Charlie Mills (Nick Robinson) starts the movie by turning 18 years old while in a youth drug rehab program somewhere in Utah, and he uses his newly acquired legal status as an adult to walk out of that place. He hitchhikes back to Los Angeles to go home to his parents, and along the way manages to steal some pain pills and get fucked up, so we know right away that the drug rehab program did not work for him. Making matters worse is his best friend Adam (Devon Bostick) who picks him up at a bus stop to take him home, and Adam himself is a heavy drug user and hence an enabler, so while he says he wants to help Charlie and provide support, he also provides thinks like other drugs, and even giving a joint to an addict can cause an avalanche of problems. Also his parents want to help, but his father (Cary Elwes), a movie star turned politician, is in the midst of a campaign for governor of California, so he’s just trying to keep the full extent of his son’s problems under wraps, which means coercing him to enter an adult rehab facility.
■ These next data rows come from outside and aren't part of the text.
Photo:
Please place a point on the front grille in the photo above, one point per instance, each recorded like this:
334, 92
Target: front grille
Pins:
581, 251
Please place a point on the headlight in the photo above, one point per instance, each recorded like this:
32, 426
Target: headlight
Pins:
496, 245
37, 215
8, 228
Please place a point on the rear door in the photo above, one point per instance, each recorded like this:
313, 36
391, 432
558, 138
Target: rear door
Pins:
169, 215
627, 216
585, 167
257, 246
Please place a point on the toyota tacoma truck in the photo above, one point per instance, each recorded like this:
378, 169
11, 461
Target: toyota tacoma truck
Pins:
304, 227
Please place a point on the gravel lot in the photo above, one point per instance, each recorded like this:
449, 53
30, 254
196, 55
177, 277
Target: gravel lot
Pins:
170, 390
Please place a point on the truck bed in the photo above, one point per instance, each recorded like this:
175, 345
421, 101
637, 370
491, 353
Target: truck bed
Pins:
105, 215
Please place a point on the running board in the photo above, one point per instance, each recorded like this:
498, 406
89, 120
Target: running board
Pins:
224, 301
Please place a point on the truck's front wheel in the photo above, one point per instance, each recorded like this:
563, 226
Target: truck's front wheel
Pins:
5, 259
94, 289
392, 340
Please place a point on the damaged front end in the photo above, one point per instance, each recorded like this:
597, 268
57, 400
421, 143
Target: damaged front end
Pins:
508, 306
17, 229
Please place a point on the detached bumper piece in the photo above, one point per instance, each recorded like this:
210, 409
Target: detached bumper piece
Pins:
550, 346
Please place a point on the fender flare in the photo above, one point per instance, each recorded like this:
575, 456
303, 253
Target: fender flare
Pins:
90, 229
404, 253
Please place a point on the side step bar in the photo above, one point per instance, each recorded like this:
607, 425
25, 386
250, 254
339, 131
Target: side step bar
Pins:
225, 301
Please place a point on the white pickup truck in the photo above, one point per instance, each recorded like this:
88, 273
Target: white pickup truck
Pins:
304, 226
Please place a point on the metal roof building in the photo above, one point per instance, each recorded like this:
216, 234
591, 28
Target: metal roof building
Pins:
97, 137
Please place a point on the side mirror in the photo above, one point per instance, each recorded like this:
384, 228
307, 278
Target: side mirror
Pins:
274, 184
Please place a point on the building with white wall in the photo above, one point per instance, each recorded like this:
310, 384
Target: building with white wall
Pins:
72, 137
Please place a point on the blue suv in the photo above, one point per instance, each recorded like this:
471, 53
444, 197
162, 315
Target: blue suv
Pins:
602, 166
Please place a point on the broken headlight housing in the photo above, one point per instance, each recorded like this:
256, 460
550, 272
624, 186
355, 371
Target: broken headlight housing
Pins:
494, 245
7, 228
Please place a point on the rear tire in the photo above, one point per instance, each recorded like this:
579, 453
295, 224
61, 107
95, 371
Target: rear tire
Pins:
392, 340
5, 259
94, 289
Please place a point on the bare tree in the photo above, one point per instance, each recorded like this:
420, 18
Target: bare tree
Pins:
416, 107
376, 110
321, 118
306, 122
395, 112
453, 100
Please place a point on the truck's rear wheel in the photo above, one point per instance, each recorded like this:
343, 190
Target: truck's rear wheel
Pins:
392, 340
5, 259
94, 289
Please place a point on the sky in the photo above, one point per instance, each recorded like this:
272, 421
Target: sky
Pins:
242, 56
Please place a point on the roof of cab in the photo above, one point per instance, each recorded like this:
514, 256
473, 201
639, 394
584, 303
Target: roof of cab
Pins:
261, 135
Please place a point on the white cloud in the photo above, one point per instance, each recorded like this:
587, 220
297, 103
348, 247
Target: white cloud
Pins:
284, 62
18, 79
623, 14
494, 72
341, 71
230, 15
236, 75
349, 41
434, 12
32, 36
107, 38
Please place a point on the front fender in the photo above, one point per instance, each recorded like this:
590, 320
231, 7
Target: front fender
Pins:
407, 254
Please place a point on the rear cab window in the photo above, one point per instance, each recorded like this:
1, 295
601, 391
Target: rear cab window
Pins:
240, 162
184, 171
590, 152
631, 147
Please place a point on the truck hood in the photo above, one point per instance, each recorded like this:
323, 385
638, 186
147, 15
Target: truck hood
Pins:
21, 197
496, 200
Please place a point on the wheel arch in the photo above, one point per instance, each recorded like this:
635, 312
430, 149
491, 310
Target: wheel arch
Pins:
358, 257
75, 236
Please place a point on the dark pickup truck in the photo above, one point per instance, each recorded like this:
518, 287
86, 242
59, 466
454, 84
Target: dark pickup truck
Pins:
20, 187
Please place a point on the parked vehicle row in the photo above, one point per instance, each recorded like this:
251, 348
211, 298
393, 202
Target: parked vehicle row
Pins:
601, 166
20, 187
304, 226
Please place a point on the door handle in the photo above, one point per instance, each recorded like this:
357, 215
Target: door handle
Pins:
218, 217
At this facility, Charlie meets a fellow troubled youth named Eva (Morgan Saylor), and while they manage to hit it off, the nature of their confinement and their respective issues makes their relationship just that much more complicated.
“Being Charlie” is a strong movie because it manages to capture not only the constant struggle of being an addict – the cravings, the relapses, the fear of relapsing, the disappointment of letting others down – but it also shows how that struggle affects other people. Charlie’s parents argue how best to approach this problem, Charlie’s best bud feels bad for him but also doesn’t help him in the proper way, even people Charlie just met find themselves affected by his addiction pretty quickly and they respond in different ways, ranging from anger to pity. And this movie never judges Charlie or anyone else around him, but instead just shows us how something like this can happen, how someone with plenty of opportunity and support can still end up on the streets, trying to score, getting mugged, and just generally having a rough go at it. We can choose to look down on Charlie when he refuses help, or we can pity him, but that is our decision to make, just like it is the decision of the people around him.
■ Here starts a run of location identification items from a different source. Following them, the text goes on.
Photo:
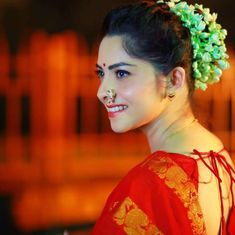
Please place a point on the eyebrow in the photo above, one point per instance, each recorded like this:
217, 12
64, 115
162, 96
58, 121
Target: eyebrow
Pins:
113, 66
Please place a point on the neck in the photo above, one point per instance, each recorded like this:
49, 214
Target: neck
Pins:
169, 126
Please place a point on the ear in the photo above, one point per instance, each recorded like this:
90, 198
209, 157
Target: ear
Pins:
177, 77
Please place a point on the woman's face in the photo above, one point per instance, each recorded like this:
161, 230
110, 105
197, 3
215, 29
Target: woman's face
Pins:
137, 86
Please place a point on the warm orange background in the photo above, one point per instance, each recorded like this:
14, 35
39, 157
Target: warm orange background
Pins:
58, 174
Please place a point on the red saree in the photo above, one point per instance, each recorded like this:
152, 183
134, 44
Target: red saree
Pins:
160, 196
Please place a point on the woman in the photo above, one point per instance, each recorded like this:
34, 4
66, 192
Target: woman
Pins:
151, 58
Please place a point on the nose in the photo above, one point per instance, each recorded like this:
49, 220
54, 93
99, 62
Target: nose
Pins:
106, 90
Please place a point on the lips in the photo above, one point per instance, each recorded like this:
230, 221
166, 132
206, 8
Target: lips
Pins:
113, 110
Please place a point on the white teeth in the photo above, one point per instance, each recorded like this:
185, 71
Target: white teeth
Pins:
117, 108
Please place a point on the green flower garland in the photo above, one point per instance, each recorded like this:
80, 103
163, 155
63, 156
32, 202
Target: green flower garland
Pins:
207, 36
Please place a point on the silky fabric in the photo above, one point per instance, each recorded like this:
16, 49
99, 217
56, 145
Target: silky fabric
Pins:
160, 196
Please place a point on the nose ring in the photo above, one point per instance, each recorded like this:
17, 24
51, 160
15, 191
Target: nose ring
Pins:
111, 95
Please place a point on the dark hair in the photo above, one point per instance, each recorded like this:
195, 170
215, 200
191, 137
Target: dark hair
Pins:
153, 33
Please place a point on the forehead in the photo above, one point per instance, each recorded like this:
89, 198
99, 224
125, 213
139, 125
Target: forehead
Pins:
111, 51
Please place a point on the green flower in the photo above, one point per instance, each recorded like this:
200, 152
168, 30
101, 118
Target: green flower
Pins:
207, 37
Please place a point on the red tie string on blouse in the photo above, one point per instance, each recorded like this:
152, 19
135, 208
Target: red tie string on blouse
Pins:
216, 158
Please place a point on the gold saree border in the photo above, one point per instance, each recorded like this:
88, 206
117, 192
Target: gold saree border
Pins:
134, 220
176, 179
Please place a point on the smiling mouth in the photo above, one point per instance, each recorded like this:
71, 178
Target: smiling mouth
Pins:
114, 109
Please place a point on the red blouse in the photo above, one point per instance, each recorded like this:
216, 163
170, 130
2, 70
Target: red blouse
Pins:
160, 196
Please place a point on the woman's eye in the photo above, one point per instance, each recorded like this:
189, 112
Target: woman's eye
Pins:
100, 73
122, 73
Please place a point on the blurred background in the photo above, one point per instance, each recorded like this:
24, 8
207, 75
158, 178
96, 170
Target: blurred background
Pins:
58, 158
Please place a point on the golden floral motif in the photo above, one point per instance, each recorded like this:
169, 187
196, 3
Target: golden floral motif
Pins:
134, 220
177, 179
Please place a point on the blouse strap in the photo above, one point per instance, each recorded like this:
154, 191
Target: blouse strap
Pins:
217, 157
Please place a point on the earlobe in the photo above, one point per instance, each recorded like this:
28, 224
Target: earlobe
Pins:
178, 77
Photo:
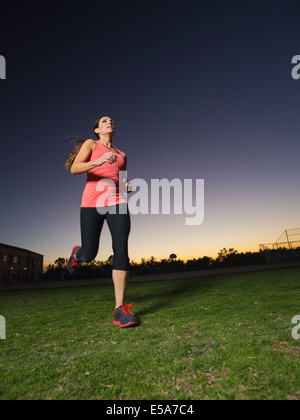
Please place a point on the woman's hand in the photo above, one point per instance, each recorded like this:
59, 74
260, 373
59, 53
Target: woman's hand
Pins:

A movie like this relies heavily on both its story and actors, so the fact that they nailed both is what makes this work. Rob Reiner’s been around the block and he’s directed more than his fair share of cinematic classics, and with “Being Charlie” he is obviously smart enough to let the characters and story do the work, he keeps it simple and straightforward and allows the drama to take center stage and it is a very welcome return to good filmmaking from the guy who helped shaped the 1980s with movies like “The Princess Bride,” “Stand By Me,” “This is Spinal Tap” and “When Harry Met Sally.” The depictions of addicts and addiction, the different approaches to dealing with addicts, the different ways addicts try to help each other and themselves, the crushing disappointment when a fellow rehab resident drops out, this all rings very true and comes across as genuine and accurate. There is some real pain and loss in this story, and it must come from a real place, which is why it doesn’t feel like overly dramatic pandering horseshit, and every actor from lead Nick Robinson on down through the rest of the call sheet just nails their performances, breathing life into these sharply drawn roles. Even when we think a character is going to remain one-dimensional the whole movie, they open up and reveal something about themselves that just feels right in that moment, and it makes “Being Charlie” a richer narrative.
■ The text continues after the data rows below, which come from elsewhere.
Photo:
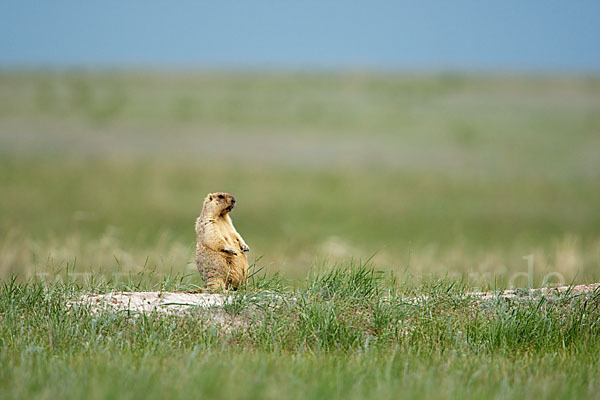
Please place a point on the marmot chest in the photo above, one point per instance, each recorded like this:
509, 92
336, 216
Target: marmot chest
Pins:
225, 229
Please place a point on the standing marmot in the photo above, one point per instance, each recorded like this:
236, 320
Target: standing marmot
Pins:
220, 250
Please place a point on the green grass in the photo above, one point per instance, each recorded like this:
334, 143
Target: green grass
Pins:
445, 182
349, 334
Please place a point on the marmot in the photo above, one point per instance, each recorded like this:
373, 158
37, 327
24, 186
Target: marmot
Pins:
220, 250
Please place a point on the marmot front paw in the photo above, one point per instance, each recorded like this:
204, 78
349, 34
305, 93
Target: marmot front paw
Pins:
229, 251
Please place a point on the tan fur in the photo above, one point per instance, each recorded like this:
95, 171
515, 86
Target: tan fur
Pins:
220, 250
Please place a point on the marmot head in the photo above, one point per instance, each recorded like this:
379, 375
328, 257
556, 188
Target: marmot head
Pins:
219, 203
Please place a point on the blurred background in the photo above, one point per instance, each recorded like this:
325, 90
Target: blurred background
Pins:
452, 139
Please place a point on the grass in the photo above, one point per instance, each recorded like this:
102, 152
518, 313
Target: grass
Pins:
348, 334
446, 182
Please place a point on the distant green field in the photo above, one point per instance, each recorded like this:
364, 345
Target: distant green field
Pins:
452, 175
445, 182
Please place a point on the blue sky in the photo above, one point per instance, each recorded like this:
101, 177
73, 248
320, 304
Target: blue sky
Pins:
514, 35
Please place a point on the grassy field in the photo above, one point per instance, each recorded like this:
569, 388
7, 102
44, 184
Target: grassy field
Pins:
446, 182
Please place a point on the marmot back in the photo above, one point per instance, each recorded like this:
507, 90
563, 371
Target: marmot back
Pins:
220, 250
Without a central hook or easy to sell concept, I don’t know how well “Being Charlie” will make the rounds, or if it will end up going straight to streaming video services where it will have to struggle to get noticed among all the other riff-raff, but this is a definitely a strong drama worthy of being seen and would surely be appreciated by most people who see it and recognize the real pain as well as the earnest hopefulness that makes this a memorable movie.